Absolutly gorgeous girl!


----------



## AngelJ (Aug 24, 2009)

She's beautiful :wub:


----------



## FLyMuSLiMa (Apr 25, 2010)

Wow; What a cutie


----------



## Mac's Mom (Jun 7, 2010)

thanks for sharing. she is so cute


----------



## Melly (Mar 21, 2010)

Love her color and her coat.


----------



## debbiebrown (Apr 13, 2002)

wow, last time i knew she was an itty puppy...........she is beautiful!


----------



## kleinenHain (Sep 20, 2007)

Thanks everyone she is growing up so fast.


----------



## Siresmom (May 18, 2007)

Gorgeous!!!!!! Love your dogs!!!:wub:


----------



## kleinenHain (Sep 20, 2007)

Thanks Tina I've been lucky


----------



## chicagojosh (Jun 22, 2010)

very beautiful...this whole website makes me want to get more GSD's!!!


----------



## kleinenHain (Sep 20, 2007)

Thanks, that means a lot to me


----------



## ostaeyen (Feb 22, 2010)

She's beautiful, but I might be biased. I met her when she was 5 weeks old. I have her brother Wuff Jager. I'd post a picture of him, but I have a hard time posting pictures on this site.

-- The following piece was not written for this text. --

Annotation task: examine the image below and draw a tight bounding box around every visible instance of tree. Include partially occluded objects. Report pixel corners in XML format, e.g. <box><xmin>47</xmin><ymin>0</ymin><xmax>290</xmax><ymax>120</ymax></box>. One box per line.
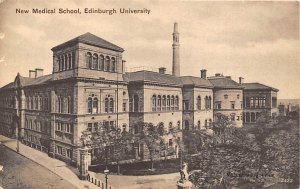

You can check him out in the photo gallery if you want. My album is titled "the kids". I absolutely adore my little (not so little anymore) Jager.


----------



## Mrs.K (Jul 14, 2009)

Beautiful girl!!!


----------



## kleinenHain (Sep 20, 2007)

I would love to see Jager but I'm not sure how to find these pictures


----------



## ostaeyen (Feb 22, 2010)

If you click on my avatar to the left, it will take you to my album. I look forward to seeing more pictures of Wayra as she grows up. Denise


----------



## kleinenHain (Sep 20, 2007)

I found him and he is very handsome. I would love to keep in touch and share pictrures as they grow


----------